抹茶な風に誘われて。
 一度だけでなく、二度、三度――何度も繰り返されるキスは、段々激しくなって。

 今までされたことがないくらいに、体を引き寄せられて、幾度も続いた。

「せ、静さ……く、くるし――」

「だめだ」

 まだ許さない、とキスの合間に囁かれて、私はただされるがまま。

 静さんの息が荒くて、自分の心臓も高鳴っていて、何も考えられなくなっていく。

「聞かないのか?」

「な、何……」

「俺の油断であの女にキスされたこと、怒っていたんじゃないのか」

 そんな質問を、重なっては離れる唇からもらされても、私の頭はもう働かなかった。

 首をただ、横に振る。

 その動作でわかってほしかったけれど、説明を要求する静さんは、無言でいることを許してくれなくて。

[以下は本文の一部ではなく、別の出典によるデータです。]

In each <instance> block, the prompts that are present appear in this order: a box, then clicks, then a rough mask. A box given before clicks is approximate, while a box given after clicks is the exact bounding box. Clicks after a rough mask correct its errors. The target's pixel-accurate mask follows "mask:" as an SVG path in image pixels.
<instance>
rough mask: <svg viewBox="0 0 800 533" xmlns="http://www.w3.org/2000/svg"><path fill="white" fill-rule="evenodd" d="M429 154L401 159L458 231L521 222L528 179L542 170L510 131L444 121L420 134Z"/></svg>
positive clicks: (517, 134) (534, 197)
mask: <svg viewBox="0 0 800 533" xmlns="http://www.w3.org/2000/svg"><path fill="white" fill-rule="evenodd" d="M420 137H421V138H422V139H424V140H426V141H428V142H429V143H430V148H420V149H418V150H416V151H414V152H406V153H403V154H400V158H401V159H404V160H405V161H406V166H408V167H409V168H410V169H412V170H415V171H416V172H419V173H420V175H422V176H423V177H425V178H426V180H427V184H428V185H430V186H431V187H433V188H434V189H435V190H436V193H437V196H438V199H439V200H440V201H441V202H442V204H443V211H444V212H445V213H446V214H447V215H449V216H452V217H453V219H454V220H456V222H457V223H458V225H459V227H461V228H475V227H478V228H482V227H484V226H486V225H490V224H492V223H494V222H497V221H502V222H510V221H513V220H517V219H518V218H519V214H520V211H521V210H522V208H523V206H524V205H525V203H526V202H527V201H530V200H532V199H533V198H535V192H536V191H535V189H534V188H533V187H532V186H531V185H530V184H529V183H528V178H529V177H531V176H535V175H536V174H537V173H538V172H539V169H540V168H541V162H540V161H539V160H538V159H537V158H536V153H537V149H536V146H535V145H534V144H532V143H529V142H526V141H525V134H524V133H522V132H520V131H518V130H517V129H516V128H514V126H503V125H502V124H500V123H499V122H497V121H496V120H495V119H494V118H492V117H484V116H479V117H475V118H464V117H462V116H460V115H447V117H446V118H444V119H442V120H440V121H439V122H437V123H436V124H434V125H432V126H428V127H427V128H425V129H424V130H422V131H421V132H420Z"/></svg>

「じゃあどうして電話に出なかった? 言ってみろ。この俺を無視し続けた代償は大きいぞ。納得が行くぐらいの理由を言わないなら、本気で怒る」

 グレーの瞳に閃いた色は怖いくらいに真剣で、なのにそれと同じくらいなぜか弱くも見えて――静さんが急に動きを止めた。

 すごく年上のはずなのに、いつもは余裕たっぷりな態度を崩さない静さんが、突然可愛らしく見えてしまったから。

 手を伸ばした私に、静さんがびくりと肩を震わせる。

「ごめん、なさい……私、混乱して」

 気づけば、静さんの頬に触れていた。

 いつも見上げるだけの存在をとても近く感じて、なぜかそうしたくなったのだ。

「静さんとのこと、友達に話せなくて――自分が悪いからなのに、あんな風に他の子と……その、キス、したりする静さんを見るのが辛くて。こんなぐちゃぐちゃな気持ち初めてで、混乱してしまって……」

「かをる……」

 名前を呼ばれて、余計に恥ずかしくなって目をそらす。

 頬に触れていた手も離そうとしたけれど、静さんの手が引き止めた。